Have they disrupted immemorial social structures and relationships? Have they,
quite unintentionally, spread the white man's diseases to all the inhabitants
of the earth? Missionaries no longer seem to many of us to be the very models
of Christian behavior. Once I asked a study group at Saint John's when we had
last sent someone from our parish to spread the gospel in Asia or Africa. There
was a stunning silence; no one could produce a single name.
The decline
in missionary enthusiasm has been accompanied by some searching questions about
the need for such activity in the first place. To what extent is it the churches
obligation to see that everyone, everywhere, is urged to make a decision for Christ?
These discussions have largely been contained within the cloistered walls of liberal
seminaries. They have certainly not provided subject matter for very many sermons.
Most of us have settled for tolerance: good pagans, the
invincibly ignorant, have at least a fighting chance for salvation.
We are content to take passing notice of Christians incognito, of
anonymous Christians.

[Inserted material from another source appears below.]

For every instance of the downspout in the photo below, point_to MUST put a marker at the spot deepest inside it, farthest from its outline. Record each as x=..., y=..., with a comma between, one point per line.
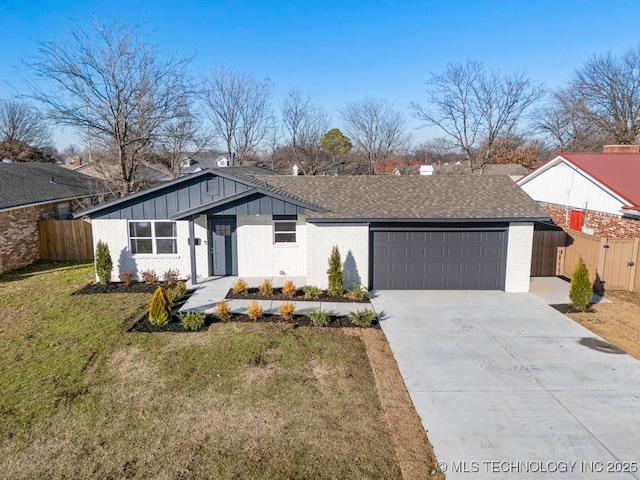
x=192, y=252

But a tolerance like this concedes only
minimal value to other religious traditions.
These
words of Doctor Joseph C. Hough, Jr., President of Union Theological Seminary
are taken from an interview printed in the New York Times (January, 2002). Doctor
Hough insists that we must go beyond tolerance, that a pluralistic world population
requires a new theology of religion. It will no longer suffice to
say that God's infinite freedom is limited to one tradition born in one
time in one place in the world. God's redemptive power works everywhere
for justice and peace, whatever the culture bound images by which we articulate
our sense of her presence.
Hough
distinguishes between an attempt to convert and an attempt to
bear witness. The latter involves careful listening, intense study, so that
we may truly empathize with other religious traditions. To the question, Are you
saying that all religions are equal?, he responds, No, all religions are not equal
for me. That is to say, his (and our) convictions are the ones most nearly adequate
for us, in our time and place, in our tradition. I am a Christian who strongly
believes that God has always been and now is working in every human culture to
redeem the world. For Hough, Gods Word is Christ; for the many millions
in other religious traditions, God may work in other ways
Hough
does not presume to sit in judgment upon Gods modes of self revelation.
He calls upon us to share really to share our insights with others rather
than trying to compel them to see things our way through the rhetoric of our
one true religion, our one true God. Such rhetoric, he argues,
is concealed contempt based on ignorance, and much that we have heard of the Moslem
world since September 11 will bear him out.